Our experience suggests that without the rigorous design, build, and evaluation processes inherent in the eADR method, the study team would have found it difficult to respond semester-to-semester to: (1) student success outcomes from a given cohort, (2) evaluation of program performance by practitioners and academics, and, (3) the rapid changes in the software, processes, and systems that occur in these rapidly evolving IS domains like cybersecurity. In sum, without the eADR contribution in the DSR paradigm, we would have experienced a less than optimal static implementation of an initial program that did not account for the probability that extracurricular leading-edge IS training programs must evolve with every instance/cohort of the program’s delivery.

Finally, we suggest that the RQ Labs program provides a method, course structure, and training framework that offers a solution to a class of problem in addressing the cybersecurity workforce skills shortage. We further suggest that this approach can be generalized to skills training programs for multiple audiences across many instances of leading-edge rapidly evolving IS domains. Additionally, we suggest that the eADR methodology allows the flexibility for researchers to begin an innovative artifact creation research activity at any point of entry in the IS skills training development process. Although the artifact has addressed a well diagnosed and understood class of problem, more research is required to understand if this design can be implemented at other academic institutions and cybersecurity firms with a similar opportunity for collaboration.

8 Contributions and Future Research

In fast paced, rapidly evolving IS domains, such as cybersecurity, it should not be surprising that standard university curriculum will not keep up and provide students with currency in the discipline and its requisite skill sets. In these cases, a collaborative co-creation with practitioners serves to ensure the content is relevant and the skills students earn are relevant to the work environment where the jobs exist. To co-create in this environment, our research identifies an iterative guided emergent program design artifact, in or out of the traditional university curriculum, where an approach like eADR works well. The evaluation of the program design artifact thus developed must show benefit not only for the student and the faculty, but also for the partnering practitioner firm.
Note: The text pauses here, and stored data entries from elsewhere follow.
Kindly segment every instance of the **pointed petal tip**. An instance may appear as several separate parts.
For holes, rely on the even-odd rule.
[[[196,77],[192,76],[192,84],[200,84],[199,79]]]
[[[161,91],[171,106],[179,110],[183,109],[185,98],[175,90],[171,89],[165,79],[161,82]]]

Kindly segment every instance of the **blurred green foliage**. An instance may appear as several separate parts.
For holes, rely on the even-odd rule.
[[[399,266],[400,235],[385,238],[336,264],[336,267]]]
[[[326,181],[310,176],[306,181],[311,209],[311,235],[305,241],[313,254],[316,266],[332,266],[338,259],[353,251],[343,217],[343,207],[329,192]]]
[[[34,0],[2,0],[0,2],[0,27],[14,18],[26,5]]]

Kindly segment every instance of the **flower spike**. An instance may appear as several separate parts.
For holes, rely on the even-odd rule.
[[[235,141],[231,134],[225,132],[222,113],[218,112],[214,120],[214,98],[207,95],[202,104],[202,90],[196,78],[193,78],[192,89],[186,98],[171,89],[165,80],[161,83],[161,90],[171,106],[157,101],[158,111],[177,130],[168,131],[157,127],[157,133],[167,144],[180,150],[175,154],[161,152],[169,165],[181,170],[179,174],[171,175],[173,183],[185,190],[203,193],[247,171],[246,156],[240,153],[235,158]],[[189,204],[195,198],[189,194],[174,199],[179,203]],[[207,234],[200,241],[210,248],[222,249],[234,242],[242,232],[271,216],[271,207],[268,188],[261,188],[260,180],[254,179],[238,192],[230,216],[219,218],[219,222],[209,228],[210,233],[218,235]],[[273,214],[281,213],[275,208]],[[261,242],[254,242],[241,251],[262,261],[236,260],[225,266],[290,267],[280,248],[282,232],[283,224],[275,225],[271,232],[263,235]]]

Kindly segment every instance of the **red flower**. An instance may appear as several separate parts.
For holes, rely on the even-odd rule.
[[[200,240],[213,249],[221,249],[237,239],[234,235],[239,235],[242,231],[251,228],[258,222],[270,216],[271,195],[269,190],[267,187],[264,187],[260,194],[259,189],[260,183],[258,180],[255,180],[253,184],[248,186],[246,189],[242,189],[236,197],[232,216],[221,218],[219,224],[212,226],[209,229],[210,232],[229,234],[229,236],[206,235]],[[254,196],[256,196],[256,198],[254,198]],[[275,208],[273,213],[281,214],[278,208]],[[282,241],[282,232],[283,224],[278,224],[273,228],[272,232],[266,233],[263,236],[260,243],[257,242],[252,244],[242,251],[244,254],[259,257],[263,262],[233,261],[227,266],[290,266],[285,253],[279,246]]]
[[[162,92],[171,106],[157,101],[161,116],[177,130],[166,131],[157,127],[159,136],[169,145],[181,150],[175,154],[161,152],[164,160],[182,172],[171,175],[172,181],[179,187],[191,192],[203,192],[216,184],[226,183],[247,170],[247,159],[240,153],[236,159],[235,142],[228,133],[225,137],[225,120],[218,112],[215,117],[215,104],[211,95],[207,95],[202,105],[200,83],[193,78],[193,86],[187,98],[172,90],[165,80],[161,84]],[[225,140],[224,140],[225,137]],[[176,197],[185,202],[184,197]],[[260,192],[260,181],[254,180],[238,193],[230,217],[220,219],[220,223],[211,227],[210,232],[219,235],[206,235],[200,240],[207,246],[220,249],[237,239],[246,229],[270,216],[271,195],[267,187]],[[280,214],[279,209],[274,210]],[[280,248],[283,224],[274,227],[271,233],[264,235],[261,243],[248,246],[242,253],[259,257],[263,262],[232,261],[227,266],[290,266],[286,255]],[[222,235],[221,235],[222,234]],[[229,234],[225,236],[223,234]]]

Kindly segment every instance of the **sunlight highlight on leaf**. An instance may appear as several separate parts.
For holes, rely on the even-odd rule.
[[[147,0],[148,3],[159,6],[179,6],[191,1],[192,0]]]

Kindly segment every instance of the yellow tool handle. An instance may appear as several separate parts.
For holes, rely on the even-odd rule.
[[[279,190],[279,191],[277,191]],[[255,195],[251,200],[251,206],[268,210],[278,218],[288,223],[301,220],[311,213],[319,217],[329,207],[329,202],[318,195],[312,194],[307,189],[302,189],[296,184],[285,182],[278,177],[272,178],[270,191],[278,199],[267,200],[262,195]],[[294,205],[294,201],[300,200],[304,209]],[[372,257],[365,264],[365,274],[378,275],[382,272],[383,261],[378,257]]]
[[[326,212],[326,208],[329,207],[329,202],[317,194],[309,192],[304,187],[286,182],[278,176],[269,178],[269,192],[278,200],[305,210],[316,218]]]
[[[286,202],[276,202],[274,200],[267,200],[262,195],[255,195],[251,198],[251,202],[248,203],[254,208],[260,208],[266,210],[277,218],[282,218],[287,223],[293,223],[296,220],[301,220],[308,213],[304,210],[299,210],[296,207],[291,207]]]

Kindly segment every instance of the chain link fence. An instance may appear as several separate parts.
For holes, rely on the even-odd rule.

This research clearly addresses a novel pedagogy and measurable utility that can be used by cybersecurity firms and universities to evaluate the fitness of a training program designed to prepare students for the skills required of the cybersecurity workforce. The approach taken in this research also contributes to the knowledge of how Information Systems (IS) researchers can iteratively intervene with practitioners to co-create instructional programs for fast-paced, rapidly changing IS fields. Emerging IS fields that require the need for skilled workers continue to rapidly outpace supply from universities. IS researchers partnering with practitioners can use this research as an exemplar of a method to design, build, and evaluate these innovative co-curricular IS artifacts.

We find that the iterative interventions within cycles also add to our knowledge of the distinct roles of research faculty and practitioners in the co-create activities for these innovative IS artifacts and the knowledge they contribute to practitioner and academic SKMs, LMSs, and courses. A methodology that embraces the co-creation design of IS program curriculum between practitioners and academia is necessary to respond to rapidly changing problem domains, such as the cybersecurity workforce skills shortage. More research is needed to better understand how the eADR methodology can be used to motivate the future of IS curriculum design – potentially even within the typical degreed undergraduate and graduate majors in these rapidly evolving application domains.